La jeune fille tire une fois de plus sur ses liens qui se resserrent, bloquant ses poignets et chevilles. Elle laisse échapper un gémissement en retombant durement sur la table. La prisonnière se tortille dans l'espoir de faire céder les cordes. En vain.

Elle sursaute. Elle croit avoir entendue quelque chose.

« Il y a quelqu'un ? s'écrie-t-elle d'une voix mal assurée. »

L'écho de ses paroles rebondit sur les murs qui l'entourent et la pièce semble être d'une grandeur infinie. L'adrénaline coule dans ses veines. Le doute s'insinue en elle tel un serpent courant sur sa peau blanche, chaque écaille noire lui arrachant un frémissement de peur et d'incertitude.

La jeune fille perd la notion du temps. Ses souvenirs sont flous. Elle se souvient avoir couru dans les bois, trébuché sur des branches qu'elle ne pouvait pas voir et s'être écorchée sur des pierres qui jonchaient le sol. Une voix masculine l'appelle au loin mais personne ne peut l'entendre. Elle se revoit se terrer comme un animal traqué et savoir qu'elle n'a aucune chance de survivre. Et pourtant elle essaye quand même, poussée par l'énergie du désespoir sans doute.

Elle se revoit appliquer du sang sur un tronc d'arbre pour duper son traqueur, avec l'idée idiote que cela lui fera gagner du temps. Du temps pour quoi ? Pour courir à une vitesse dérisoire un peu plus longtemps et épuiser d'avantage ses forces qui ne lui seront d'aucune utilité face à lui. Evidemment.

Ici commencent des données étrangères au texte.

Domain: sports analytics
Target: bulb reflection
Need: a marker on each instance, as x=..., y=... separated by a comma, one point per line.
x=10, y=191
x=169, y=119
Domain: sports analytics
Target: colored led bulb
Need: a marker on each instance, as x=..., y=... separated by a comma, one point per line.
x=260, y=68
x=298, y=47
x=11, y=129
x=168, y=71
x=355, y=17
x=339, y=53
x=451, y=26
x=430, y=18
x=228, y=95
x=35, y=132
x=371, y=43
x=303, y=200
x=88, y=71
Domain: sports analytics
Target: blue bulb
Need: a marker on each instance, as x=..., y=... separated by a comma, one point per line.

Un léger froissement la fait revenir à la réalité. Tendant l'oreille, elle ne parvint pas à distinguer le moindre bruit de pas, de respiration, de Vie. La Mort est partout, et surtout près d'elle, attendant d'arracher son dernier souffle.

« Pourvu que je ne souffre pas trop, pense-t-elle. Elle a beau être une créature surnaturelle, elle n'en supporte pas mieux la douleur. La jeune fille n'a pas changée depuis l'annonce de sa condition étrange sur l'île.

« Toujours aussi faible et sans défense, pense-t-elle amèrement. »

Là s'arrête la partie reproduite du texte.